On the 10th, McIlroy tied the US Open, at least momentarily, with a 26-foot putt that curved for birdie and moved him to -6.

But DeChambeau remained relentless, chipping in to four feet on the same hole, setting up the first birdie of his round. He returns to one.

But McIlroy wasn’t done. He made a 22-foot birdie on the 12th to catch DeChambeau again, then made another short birdie on the 13th, his fifth of the day. That, along with a bogey by DeChambeau at the 12th, gave McIlory the solo lead for the first time.

“RO-RY! RO-RY! RO-RY” the crowd erupted as McIlroy walked to the 13th with a two-stroke lead.

Then came DeChambeau, who answered McIlroy by driving the 13th from 316 yards to 28 feet. His eagle putt was on point, but he was about three shots short.

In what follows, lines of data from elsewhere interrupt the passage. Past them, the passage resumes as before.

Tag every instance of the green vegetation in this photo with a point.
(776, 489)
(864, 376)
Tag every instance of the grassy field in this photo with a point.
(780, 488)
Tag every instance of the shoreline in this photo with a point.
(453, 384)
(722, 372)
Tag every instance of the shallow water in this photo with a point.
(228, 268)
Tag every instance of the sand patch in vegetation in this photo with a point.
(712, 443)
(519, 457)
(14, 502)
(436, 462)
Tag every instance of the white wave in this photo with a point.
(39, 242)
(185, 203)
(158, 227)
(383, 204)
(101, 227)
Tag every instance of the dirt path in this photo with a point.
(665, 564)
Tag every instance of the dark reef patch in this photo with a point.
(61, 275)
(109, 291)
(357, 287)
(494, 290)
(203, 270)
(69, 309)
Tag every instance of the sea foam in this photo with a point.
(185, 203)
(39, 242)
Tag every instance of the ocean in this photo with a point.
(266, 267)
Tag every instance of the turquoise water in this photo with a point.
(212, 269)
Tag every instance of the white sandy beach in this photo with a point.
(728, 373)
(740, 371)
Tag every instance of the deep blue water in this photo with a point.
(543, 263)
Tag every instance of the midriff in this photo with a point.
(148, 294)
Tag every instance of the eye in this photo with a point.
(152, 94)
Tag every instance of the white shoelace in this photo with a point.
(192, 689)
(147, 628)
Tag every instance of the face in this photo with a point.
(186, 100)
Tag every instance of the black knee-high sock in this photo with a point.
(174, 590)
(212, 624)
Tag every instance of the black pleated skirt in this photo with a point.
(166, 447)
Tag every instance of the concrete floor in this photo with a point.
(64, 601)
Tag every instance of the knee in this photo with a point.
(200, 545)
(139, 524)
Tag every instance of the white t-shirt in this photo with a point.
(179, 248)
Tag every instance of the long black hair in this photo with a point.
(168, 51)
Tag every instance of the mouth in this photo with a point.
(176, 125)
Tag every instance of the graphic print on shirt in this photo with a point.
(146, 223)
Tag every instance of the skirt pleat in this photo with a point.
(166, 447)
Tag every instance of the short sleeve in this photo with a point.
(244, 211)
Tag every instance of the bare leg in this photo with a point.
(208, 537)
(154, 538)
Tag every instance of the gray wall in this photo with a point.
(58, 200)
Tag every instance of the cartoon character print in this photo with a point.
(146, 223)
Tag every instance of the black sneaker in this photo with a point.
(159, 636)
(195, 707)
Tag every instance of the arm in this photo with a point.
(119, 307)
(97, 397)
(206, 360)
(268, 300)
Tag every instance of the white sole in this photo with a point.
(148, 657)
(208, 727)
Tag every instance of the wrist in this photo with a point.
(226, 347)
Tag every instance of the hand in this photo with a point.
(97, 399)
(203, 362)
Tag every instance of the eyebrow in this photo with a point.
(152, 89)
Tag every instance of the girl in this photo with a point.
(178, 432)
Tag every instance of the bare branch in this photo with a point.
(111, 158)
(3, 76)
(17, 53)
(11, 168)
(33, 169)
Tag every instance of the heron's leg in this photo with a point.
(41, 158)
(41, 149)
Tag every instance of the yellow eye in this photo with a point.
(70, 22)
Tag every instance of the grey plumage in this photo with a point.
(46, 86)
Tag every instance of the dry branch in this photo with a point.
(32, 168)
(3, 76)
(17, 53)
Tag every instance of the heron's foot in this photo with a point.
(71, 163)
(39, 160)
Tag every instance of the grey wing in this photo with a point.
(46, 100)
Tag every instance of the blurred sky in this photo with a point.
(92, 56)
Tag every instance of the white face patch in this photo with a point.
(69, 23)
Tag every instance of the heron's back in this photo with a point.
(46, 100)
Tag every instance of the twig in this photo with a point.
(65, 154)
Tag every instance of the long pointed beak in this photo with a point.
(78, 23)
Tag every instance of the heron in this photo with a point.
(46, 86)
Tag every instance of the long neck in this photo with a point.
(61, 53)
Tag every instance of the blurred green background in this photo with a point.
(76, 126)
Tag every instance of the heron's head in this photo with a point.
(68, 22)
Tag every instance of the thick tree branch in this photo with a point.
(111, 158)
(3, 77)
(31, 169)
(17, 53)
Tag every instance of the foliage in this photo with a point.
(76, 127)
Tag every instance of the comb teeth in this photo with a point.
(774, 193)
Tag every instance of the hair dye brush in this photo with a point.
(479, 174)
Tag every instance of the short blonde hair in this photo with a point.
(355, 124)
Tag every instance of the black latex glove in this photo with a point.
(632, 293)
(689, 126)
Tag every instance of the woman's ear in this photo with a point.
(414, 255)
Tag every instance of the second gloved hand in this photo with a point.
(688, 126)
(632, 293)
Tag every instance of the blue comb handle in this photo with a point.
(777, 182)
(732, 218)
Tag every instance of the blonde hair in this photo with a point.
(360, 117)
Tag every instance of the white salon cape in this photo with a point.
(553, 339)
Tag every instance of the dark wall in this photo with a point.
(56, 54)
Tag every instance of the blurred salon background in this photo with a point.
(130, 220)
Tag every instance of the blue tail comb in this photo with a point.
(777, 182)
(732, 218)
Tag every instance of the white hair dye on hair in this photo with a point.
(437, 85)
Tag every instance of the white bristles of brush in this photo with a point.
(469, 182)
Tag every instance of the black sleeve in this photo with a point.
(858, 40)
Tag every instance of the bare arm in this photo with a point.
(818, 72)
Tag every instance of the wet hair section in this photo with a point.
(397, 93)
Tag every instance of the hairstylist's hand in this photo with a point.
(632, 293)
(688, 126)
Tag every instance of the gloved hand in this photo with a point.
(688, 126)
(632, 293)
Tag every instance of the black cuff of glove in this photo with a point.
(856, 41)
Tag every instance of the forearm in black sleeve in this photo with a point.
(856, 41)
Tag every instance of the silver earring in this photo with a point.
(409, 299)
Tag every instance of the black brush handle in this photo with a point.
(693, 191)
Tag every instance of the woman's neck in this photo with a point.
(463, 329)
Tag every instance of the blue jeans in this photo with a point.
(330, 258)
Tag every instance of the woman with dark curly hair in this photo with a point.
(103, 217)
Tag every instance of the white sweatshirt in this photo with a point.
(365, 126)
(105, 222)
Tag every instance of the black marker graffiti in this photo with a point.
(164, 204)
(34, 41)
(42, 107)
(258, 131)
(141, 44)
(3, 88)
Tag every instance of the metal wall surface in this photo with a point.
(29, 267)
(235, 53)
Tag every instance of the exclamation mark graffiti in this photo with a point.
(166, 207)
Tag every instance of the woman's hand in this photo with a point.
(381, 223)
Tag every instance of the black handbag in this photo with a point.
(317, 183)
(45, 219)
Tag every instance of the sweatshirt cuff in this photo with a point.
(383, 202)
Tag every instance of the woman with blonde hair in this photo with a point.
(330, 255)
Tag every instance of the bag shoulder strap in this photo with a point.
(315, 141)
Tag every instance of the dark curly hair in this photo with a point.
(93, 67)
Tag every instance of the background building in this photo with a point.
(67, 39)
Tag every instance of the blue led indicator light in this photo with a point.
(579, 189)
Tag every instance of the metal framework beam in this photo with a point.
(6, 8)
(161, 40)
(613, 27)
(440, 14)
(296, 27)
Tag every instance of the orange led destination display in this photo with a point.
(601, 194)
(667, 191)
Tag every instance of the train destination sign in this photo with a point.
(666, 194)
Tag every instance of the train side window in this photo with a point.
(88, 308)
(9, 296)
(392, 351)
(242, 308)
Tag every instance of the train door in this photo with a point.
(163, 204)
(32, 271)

The birdie put him within one.

And when McIlroy bogeyed No. 14, the two were tied… again, but only for a moment.

DeChambeau had a birdie chance on the 14th, but blew it four feet into the hole. He then missed the comeback for par.

The pressure of the moment didn’t just get to DeChambeau, as just seven minutes later McIlroy missed his own par putt from less than four feet. Tie, again.

It would all come down to the final hole.

They both encountered the dirty and rough on their travels. McIlroy, a group ahead, had another short putt for par but missed. He hadn’t missed a putt within five feet all week; he missed two in the last three holes.

Behind him, Dechambeau hunched under a tree branch, a horrible posture/lie after another wayward journey. Unable to make a full swing, DeChambeau shot into a greenside bunker, still 55 yards between his ball and the hole.

And then he hit the shot of his life, leaving himself four feet away from the title. This time he would not fail.